The glacier crossing for Aiguille du Tour is an easy one. When you hire a guide, make sure that you clearly explain what exacly your background is, i.e. sports climbing, but no mountaineering or glacier skills.
I would be hard pressed to chose between the three, since they all bring something different to the table.
When it's a glacier experience you're looking for, no doubt Mont Blanc du Tacul is the best. SInce the first day is short anyway, there is plenty of time to practice glacier skills. If you want to learn more than just the bare minimum, clearly say so when you're making your booking, and when you meet up with your guide, remind him of your wishes, for those that made the booking may have forgotten to pass on your specific details and may just have said that you wanted to climb Mont Blanc du Tacul.

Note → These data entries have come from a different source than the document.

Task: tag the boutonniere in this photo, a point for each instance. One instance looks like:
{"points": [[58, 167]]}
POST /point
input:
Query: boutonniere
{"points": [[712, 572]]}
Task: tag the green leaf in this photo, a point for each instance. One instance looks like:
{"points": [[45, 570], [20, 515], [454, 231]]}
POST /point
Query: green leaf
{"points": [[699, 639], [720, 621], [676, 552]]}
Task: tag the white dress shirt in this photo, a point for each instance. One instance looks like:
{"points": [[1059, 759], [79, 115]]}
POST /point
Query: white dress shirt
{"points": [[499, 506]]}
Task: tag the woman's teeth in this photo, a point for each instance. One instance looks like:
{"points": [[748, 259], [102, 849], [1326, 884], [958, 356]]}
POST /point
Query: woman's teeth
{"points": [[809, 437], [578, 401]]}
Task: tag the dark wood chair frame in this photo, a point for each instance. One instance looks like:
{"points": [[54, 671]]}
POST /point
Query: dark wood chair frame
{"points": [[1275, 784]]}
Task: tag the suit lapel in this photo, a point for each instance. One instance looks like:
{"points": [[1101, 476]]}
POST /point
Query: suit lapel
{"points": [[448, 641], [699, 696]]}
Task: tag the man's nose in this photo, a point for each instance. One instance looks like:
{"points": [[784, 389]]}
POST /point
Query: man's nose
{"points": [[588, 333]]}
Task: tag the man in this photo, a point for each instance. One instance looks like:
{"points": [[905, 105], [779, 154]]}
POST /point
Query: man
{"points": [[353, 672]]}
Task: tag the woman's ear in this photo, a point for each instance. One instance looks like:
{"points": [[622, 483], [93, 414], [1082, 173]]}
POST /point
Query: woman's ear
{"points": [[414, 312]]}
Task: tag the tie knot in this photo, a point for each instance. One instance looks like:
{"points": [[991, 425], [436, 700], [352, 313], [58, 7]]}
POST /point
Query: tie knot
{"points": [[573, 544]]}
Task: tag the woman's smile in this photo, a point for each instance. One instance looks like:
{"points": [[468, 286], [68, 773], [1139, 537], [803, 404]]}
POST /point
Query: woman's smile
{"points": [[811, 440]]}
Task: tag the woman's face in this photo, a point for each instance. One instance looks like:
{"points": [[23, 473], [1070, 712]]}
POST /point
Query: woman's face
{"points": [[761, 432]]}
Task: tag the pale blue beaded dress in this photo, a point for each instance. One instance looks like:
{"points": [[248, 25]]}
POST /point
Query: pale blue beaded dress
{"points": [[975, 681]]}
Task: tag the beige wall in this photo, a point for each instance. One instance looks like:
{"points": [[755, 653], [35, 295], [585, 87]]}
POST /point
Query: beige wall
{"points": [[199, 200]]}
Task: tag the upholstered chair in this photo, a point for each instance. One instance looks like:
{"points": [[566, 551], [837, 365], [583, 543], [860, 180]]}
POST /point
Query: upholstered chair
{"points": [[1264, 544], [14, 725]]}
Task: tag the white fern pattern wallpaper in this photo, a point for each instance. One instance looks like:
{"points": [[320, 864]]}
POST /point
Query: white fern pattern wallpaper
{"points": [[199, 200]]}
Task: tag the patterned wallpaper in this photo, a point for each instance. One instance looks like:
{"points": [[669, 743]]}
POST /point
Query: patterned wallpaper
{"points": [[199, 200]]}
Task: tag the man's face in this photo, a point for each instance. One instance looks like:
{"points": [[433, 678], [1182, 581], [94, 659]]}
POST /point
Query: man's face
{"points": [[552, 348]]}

For a mixed experience with a bit of scrambling, go for Aiguille du Tour - having done a fair bit of rock climbing, you'll think a rope is unnecessary for that, but with a guide he'll want to have you roped up, since he's responsible. The glaciers are easier than for Mont Blanc du Tacul. The slopes are mostly real gentle, and while there are some crevasses, it's not as serious as Mont Blanc du Tacul.
For a mixed experience but with real climbing (nothing hard, mind you, still somewhere in the lower 5th grade, but quite exposed in places and everybody ropes up), go for Petite Aiguille Verte. The glacier crossing is the shortest of the three, but you still get to see crevasses up close and personal.
As for the photographic possibilities, I think all of these are great peaks to climb.
For more information about prices, about the particulars of meeting a guide at a refuge and what exactly the consequences are of coming from a sports climbing background but not having glacier skills, I suggest you send an e-mail to the
OHM.
Oh, and if you agree to meet your guide somewhere up in the mountains, make sure that you either bring your own gear or make a crystal clear agreement on what you bring and what you don't, so that your guide brings everything else that you'll need. What you don't own, you can buy or rent it in Chamonix. Among other things, you'll need crampon compatible boots, crampons, gaiters, ice axe, harness, a locking carabiner or a couple of screw gate carabiners. For Aiguille du Tour and Petite Aiguille Verte you need a helmet too, for Mont Blanc du Tacul that's less important, though it doesn't hurt. If you want to take it a step further and learn basic crevasse rescue skills, you'll need an assortment of webbing and carabiners - you can ask your guide to bring all that.
By the way, for these three peaks, a guide can take more than just one individual client. I don't know how many, probably that depends on the peak. On Aiguille du tour perhaps just two, but on the others it will be more. The OHM can tell you.